# how these girls look about 2 weeks b4 harvest?



## surf4life181 (Jan 22, 2007)

There girls are from some random seeds found in a bag of decent bud. They have been budding sence dec 1 and we are not sure when to harvest or what strain they are?:bong1: The one with no buds just got put in there i think it's a female.

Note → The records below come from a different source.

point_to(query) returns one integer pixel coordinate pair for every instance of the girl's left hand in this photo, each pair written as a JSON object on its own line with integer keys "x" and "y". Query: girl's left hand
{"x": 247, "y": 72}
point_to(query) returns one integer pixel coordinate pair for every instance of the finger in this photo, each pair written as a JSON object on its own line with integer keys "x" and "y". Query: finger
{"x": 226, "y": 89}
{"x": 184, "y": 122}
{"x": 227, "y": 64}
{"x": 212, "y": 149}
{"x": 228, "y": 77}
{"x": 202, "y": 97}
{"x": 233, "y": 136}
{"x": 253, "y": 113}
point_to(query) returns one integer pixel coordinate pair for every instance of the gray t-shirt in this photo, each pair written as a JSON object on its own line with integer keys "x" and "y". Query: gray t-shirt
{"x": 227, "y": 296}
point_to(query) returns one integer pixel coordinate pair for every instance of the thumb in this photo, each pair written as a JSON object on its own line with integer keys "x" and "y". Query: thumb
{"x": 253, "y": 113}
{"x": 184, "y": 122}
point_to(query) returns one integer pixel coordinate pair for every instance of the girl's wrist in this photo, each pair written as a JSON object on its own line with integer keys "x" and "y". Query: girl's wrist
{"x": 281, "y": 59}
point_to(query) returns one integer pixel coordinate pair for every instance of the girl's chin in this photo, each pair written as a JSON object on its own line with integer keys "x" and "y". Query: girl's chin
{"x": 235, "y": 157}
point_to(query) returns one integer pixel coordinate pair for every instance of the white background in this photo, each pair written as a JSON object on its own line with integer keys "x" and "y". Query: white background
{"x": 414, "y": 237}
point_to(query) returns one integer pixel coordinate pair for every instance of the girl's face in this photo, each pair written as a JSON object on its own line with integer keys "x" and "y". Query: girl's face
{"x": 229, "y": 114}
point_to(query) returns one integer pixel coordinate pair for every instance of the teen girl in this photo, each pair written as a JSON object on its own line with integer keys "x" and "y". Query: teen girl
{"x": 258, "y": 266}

Help me out just some advice?


----------



## Elephant Man (Jan 22, 2007)

Get a hold of a lupe, or magnifying glass, or microscope and take a good look at a small 'sugarleaf' from one of the buds.  You should see some 'small stems' with round spheres on top...look like microscopic mushrooms, these are called trichomes.  They will either appear clear, cloudy or amber (just the spheres or tops).  Most try and harvest at 50/50 cloudy/amber for a 'heady' high...or mostly amber, for a more 'couchlock' stone.

Are you trimming off fan leaves or is she cannabalizing them?  Don't trim them if you can help it...or unless they are 75% dead.

Looks like you can probably 'bring her on home' with just water for the last couple of weeks...I see some nute-burned tips.


----------



## surf4life181 (Jan 22, 2007)

thanks man is there anything special we should do for curing?  and some plants seem to have very little bud is this normal just a small producer?


----------



## Elephant Man (Jan 22, 2007)

excellent link on when to harvest:

http://www.marijuanapassion.com/forum/showthread.php?t=1938

this is the method I use for curing:

http://www.drugs-forum.com/growfaq/1364.htm


----------



## THE BROTHER'S GRUNT (Jan 23, 2007)

*Hey man nice shots. They look a bit on the nute burn side but nice none the less. Have you flushed them at all? *


----------



## surf4life181 (Jan 23, 2007)

no we have been using just water for the last 2 weeks should we still flush right before harvest?


----------



## THE BROTHER'S GRUNT (Jan 23, 2007)

surf4life181 said:
			
		

> no we have been using just water for the last 2 weeks should we still flush right before harvest?


*IMHO i would flush them now to get any nutes out or your plants will continue to burn. *


----------